GS PAPER II
Section 66A of IT Act
Why in News
The Supreme Court found it “distressing”, “shocking” and “terrible” that people were still booked and tried under Section 66A of the Information Technology (IT) Act even six years after it struck down the provision as unconstitutional and a violation of free speech.
Key Points
- Section 66A had prescribed three years’ imprisonment if a social media message caused “annoyance” or was found “grossly offensive”.
- The court, in the Shreya Singhal judgment authored by Justice Rohinton F. Nariman in March 2015, had concluded that the provision was vague and worded arbitrarily.
- Number of cases registered under Section 66A had actually increased post the judgment.
- Attorney General of India pointed out that law books published post the verdict featured the non-existent Section 66A “in full”.

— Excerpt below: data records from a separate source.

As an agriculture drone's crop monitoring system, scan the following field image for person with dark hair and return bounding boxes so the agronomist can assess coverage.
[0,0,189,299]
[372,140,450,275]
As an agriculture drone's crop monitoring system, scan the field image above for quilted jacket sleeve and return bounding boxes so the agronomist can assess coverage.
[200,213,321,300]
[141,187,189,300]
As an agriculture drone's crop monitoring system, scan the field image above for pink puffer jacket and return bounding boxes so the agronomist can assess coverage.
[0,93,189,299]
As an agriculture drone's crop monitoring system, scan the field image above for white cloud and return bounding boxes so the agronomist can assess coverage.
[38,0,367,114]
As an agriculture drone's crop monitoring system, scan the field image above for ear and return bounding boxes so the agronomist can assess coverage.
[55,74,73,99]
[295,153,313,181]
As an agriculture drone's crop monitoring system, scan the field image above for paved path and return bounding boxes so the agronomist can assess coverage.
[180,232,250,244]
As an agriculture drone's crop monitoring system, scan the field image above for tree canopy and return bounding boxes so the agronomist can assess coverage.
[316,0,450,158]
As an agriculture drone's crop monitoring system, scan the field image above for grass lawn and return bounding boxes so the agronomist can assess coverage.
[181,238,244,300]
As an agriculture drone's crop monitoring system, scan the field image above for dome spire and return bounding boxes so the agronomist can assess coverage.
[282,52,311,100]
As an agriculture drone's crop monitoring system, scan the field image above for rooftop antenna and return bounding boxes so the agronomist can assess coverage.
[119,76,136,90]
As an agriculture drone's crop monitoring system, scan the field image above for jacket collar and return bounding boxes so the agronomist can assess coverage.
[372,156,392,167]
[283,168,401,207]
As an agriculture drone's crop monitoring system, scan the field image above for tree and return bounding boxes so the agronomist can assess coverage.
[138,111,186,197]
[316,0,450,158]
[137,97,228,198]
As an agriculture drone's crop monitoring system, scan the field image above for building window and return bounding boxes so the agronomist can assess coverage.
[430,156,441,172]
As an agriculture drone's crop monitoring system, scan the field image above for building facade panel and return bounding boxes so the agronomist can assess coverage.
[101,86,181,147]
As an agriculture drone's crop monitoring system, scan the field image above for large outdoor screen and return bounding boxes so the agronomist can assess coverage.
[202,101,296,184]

- But Justice agreed that the “state of affairs is shocking”. The court had to intervene and work out a mechanism to disseminate the Shreya Singhal judgment to every police station and trial court in the country.
Shreya Singhal judgment
- Shreya Singhal Vs. Union of India is a judgement by a two-judge bench of the Supreme Court of India in 2015, on the issue of online speech and intermediary liability in India.
- The Supreme Court struck down Section 66A of the Information Technology Act, 2000, relating to restrictions on online speech, as unconstitutional on grounds of violating the freedom of speech guaranteed under Article 19(1)(a) of the Constitution of India.
- The Court further held that the Section was not saved by virtue of being a ‘reasonable restriction’ on the freedom of speech under Article 19(2).
- The Supreme Court also read down Section 79 and Rules under the Section. It held that online intermediaries would only be obligated to take down content on receiving an order from a court or government authority.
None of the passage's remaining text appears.